Ce ne dica qualcuno…
Ginevra offre una qualità di vita altissima, non solo a livello nazionale ma anche internazionale. Nonostante questa dimensione da capitale globale, aperta verso il mondo, la città e il suo territorio conservano ancora un’anima e un’identità elvetica. Il nostro è un cantone sicuro, dove si può vivere in tutta tranquillità e stare in giro fino a tardi la sera senza nessun problema. E poi tanti eventi culturali e tante opportunità professionali. Senza dimenticare che si resta molto vicini all’Italia, quando affiora un po’ di nostalgia…
Lei è ben noto per le sue attività sindacali, di cosa si occupa in particolare?

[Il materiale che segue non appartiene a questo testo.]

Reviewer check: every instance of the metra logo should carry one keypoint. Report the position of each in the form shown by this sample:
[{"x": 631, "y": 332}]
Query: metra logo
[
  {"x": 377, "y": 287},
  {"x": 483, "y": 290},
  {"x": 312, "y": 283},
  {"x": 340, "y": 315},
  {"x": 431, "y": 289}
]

Di tante cose insieme, il lavoro di un sindacalista è molto vario e bisogna avere tante competenze riunite. Molto diverso dallo stereotipo che spesso lo accompagna. Da un lato bisogna occuparsi della difesa individuale e collettiva delle lavoratrici e dei lavoratori, ma anche della sorveglianza del mercato del lavoro, della gestione delle convenzioni collettive, della previdenza professionale, delle campagne tematiche per far avanzare i diritti sociali e politici…le cose da fare non mancano davvero! La cultura delle relazioni industriali è molto diversa da quella esistente in Italia e anche i rapporti tra sindacati e associazioni padronali son diversi, impostati essenzialmente attorno al partenariato sociale. Si cerca spesso il consenso e meno lo scontro, anche se quando ci vuole una piccola scossa per far avanzare le cose i sindacati svizzeri fanno la loro parte.
Viviamo un’epoca molto incerta, quali sfide considera come prioritarie?
Le crisi si sommano l’una con le altre, creando una situazione di grande incertezza. Spesso la paura rischia di prevalere in questi periodi, lo abbiamo già visto nella nostra storia recente. La crisi sanitaria legata alla pandemia non è ancora totalmente scomparsa. Nel frattempo la crisi energetica legata al conflitto in Ucraina accentua le criticità del vivere quotidiano: l’inflazione non è mai stata così alta da decenni e il potere di acquisto dei lavoratori, dei pensionati, degli studenti si è notevolmente ridotto. Le imprese stesse, grandi o piccole che siano, hanno seri problemi. Ci vuole sicuramente un forte cambiamento in seno alle istituzioni che ci rappresentano. Si parla oggi di “Green New Deal”, un nuovo patto sociale intorno alle questioni della sostenibilità delle attività economiche e dell’adattamento al cambiamento climatico. Tutta la società è interessata e bisogna lavorare in questo senso. La giustizia climatica deve essere accompagnata dalla giustizia sociale. Altrimenti avremo una società senza alcuna coesione.
Un messaggio finale per i nostri lettori…
La nostra emigrazione ha conosciuto tante sofferenze nel passato, siate sempre orgogliosi delle nostre radici. Bisogna guardare adesso con fiducia al futuro, lavorando ogni giorno per una transizione verso una società più sostenibile, più solidale, più giusta.